Candidemias represent the 4th most common type of bloodstream infection and with only three commonly used antifungal drugs available, treatment options are threatened by drug resistance. Infections linked to Candida glabrata represent the second most common type of candidemia and have been increasing since the early 2000s. C. glabrata exhibits a robust ability to acquire resistance to azole drugs, the most commonly used class of antifungal compounds. Isolates that are azole resistant are routinely found to contain gain-of-function (GOF) mutations in the PDR1 gene, encoding a transcription factor that is a central regulator of drug resistance. These GOF forms of Pdr1 drive constitutively high levels of transcription of target genes. Central among these is the ATP-binding cassette transporter- encoding CDR1 locus. Cdr1 is a drug efflux pump that prevents the accumulation of toxic azole levels in the cell. The target of azole drugs is the lanosterol ?-14 demethylase enzyme encoded by the ERG11 gene. ERG11 transcription is induced by azole drug challenge through the action of the Upc2A transcription factor. The transcriptional regulatory circuits defined by Pdr1 and Upc2A have previously been treated as separate pathways to azole resistance. We recently discovered that Upc2A controls transcription of both PDR1 and CDR1, indicating the presence of a physiological tie between these regulatory networks. In this proposal, we plan on dissecting the mechanism(s) used by Pdr1 to activate gene expression and dissect the interaction between Pdr1 and Upc2A at the levels of target gene DNA- binding and transcription.
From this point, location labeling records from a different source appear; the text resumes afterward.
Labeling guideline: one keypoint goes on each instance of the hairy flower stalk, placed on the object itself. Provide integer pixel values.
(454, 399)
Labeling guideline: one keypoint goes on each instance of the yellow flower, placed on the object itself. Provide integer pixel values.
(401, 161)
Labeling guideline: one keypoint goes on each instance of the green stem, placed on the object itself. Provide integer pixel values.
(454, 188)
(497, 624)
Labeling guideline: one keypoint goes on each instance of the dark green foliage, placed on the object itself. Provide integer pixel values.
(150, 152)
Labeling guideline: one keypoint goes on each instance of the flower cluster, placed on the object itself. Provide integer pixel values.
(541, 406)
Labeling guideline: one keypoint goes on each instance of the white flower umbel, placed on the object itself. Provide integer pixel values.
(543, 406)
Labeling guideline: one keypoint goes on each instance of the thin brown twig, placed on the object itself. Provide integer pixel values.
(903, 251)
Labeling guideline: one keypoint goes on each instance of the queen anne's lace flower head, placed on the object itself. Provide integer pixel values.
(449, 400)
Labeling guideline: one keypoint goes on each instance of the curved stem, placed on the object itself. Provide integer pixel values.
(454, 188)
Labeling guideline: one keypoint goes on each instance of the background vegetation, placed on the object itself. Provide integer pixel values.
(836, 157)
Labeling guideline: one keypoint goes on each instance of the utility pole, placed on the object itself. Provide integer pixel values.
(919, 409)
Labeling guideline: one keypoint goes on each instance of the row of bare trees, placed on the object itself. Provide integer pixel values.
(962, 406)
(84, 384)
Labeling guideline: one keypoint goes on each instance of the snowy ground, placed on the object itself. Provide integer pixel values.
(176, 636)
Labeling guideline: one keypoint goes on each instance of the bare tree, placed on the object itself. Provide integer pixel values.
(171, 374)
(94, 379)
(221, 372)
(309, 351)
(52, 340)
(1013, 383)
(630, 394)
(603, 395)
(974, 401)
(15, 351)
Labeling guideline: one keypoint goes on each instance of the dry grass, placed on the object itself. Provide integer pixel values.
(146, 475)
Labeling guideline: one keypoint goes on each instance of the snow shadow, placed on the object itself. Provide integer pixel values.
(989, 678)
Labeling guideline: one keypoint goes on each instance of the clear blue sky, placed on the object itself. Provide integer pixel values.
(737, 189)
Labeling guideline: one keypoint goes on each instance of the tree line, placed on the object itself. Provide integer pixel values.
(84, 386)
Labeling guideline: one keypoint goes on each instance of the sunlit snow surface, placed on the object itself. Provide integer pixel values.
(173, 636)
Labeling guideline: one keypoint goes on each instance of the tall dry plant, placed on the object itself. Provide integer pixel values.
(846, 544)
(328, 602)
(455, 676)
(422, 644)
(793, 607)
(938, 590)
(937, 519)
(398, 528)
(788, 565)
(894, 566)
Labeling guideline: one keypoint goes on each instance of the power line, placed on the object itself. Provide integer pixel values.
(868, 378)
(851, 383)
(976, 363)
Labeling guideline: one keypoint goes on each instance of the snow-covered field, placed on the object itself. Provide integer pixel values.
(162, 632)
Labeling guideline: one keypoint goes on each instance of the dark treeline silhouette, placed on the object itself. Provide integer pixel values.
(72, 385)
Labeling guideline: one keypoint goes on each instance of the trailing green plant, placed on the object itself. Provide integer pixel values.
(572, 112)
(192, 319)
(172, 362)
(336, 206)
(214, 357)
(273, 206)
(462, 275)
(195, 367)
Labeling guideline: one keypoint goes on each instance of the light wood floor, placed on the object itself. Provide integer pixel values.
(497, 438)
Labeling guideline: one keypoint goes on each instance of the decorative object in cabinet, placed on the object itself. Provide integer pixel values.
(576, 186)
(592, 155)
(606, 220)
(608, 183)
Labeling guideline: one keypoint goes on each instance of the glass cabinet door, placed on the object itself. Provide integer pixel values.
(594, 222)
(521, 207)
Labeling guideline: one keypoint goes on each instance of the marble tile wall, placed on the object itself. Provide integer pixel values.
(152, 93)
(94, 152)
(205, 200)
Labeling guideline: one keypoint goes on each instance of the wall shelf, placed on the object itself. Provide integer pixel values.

In aim 1, we will determine the functional contribution made by coactivator proteins that we have found by mass spectrometry to co-purify with Pdr1. Epitope-tagging and gene disruption alleles will allow determination of how these proteins interact with and modulate the ability of Pdr1 to regulate gene expression.
Aim 2 will identify protein targets interacting with the Pdr1 C-terminal transcriptional activation domain that are responsible for recruitment of the transcriptional Mediator complex and induction of gene expression. We will also use cross-linking approaches to identify proteins that interact with this domain as well as potential negative regulatory domains within Pdr1. Finally, we will use a combination of chromatin immunoprecipitation coupled with high-throughput sequencing and RNA-sequencing to determine the mutual impact Pdr1 and Upc2A have on co-regulated genes. We will also disrupt other transcription factor genes regulated by these two factors to identify the larger suite of genes involved in the transcriptional response to azole drug challenge. Our finding of the connections between Pdr1 and Upc2A indicates that these factors cooperate to confer azole resistance as part of their normal function. Understanding of the molecular basis of this cooperation will provide insight into new vulnerabilities to use to attenuate drug resistance.
Candida glabrata is the second major cause of candidemias owing in part to its ability to develop high level resistance to azole antifungal drugs. This application is focused on analyzing connections between the two major pathways for azole resistance.